I suffered from postpartum depression after the births of both my children. The first time I wasn’t sure if I was depressed or just not cut out for the job. Lily was a hard baby, and I did not have a support system. I was exhausted and overwhelmed. I would call my husband at work, sobbing and telling him that I couldn't take it anymore. I had daydreams of killing myself. I honestly felt like the only way I would ever get a break was if I killed myself. I asked myself, “What is wrong with me??? Billions of women have been moms! Why can’t I handle this???”
So, one day I called my OB/GYN's office and told them I thought I might have postpartum depression, (I even told them I had suicidal thoughts). And they told me "you just need a break." Can you believe that???? They told me to take Lily to the gym and drop her off in gym daycare. But I knew that dropping her off at gym daycare would not work because she would cry uncontrollably and they would call me to come get her after 15 minutes (no joke – it got to the point that I would twitch every time I heard the loud “BEEEEP!” over the loudspeaker). I hung up phone with the OB’s office and sobbed, feeling helpless and alone. I felt like I was dragging myself through life, forcing myself to go on.
It got better as Lily got older, and, when she was two years old, we decided to try for another child. I was terrified. My mom didn’t think I could handle another. But I had always wanted two kids, and I knew I would regret it if I didn’t try to have another one.
The second time around, we got pregnant after our first IUI. And I found a new OB. I told him about my previous postpartum experience, and he agreed that I should immediately start Zoloft after giving birth.
After I had Grace, I started the Zoloft and I felt AMAZING. I wanted to scream from the rooftops: “If you ever think you need an antidepressant, take one!!!” And I did tell people, because I knew there is a stigma with antidepressants, and I didn’t want other people to have to go through what I went through.
I still feel that way today. Depression is a disease.

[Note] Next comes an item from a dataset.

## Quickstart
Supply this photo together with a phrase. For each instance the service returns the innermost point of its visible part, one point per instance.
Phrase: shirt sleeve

The brain isn’t making enough serotonin. People take medicine when other organs aren’t performing correctly, it should be considered the same with the brain.

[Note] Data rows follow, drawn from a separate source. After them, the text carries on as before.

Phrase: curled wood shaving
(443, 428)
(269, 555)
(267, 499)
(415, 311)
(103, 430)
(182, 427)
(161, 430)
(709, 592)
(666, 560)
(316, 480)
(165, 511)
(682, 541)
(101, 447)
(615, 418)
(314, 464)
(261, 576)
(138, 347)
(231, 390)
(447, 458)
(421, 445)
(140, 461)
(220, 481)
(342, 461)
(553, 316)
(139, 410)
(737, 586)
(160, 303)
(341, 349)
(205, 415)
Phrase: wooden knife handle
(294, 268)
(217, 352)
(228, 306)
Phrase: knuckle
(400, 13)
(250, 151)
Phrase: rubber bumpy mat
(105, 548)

I now believe that, if a person is wondering if they need an antidepressant, they probably do. And it doesn’t hurt to try one. It could change their life.
Unfortunately, I experienced excessive bruising with the Zoloft. It was so bad that Greg was worried I might have cancer. So I was switched to Lexapro.
And that didn’t work. I slid downhill again - more crying, and more suicidal thoughts. And I got blown off again. I called my OB’s office and they told me I had to stop breastfeeding if I wanted to change medications. (And that wasn’t an option for me at that time.) I tried to see a psychiatrist, but I couldn’t find one who was taking new patients. So I stayed on Lexapro, even though the side effects killed my sex drive and it didn’t seem to work.
At one point I went into my OB’s office, complaining of feeling overwhelmed and exhausted, and the nurse practitioner told me, “You are in the season of your life.” I looked at her and said, “What does that even mean?” And she replied, “It means, you will feel like yourself again someday.” Thanks for nothing :/
When Grace was about two and half, I saw a counselor, hoping she could help me get into a psychiatrist. I loved talking to her, and she referred me to a psychiatric nurse practioner. The nurse practioner switched me to Brintellix, and that did help, although it wasn’t as dramatic as my initial experience with Zoloft.
Around the same time I started the Brintellix, life also got easier. Lily started full time Kindergarten, and Grace went to preschool part-time. I was no longer depressed and felt much better.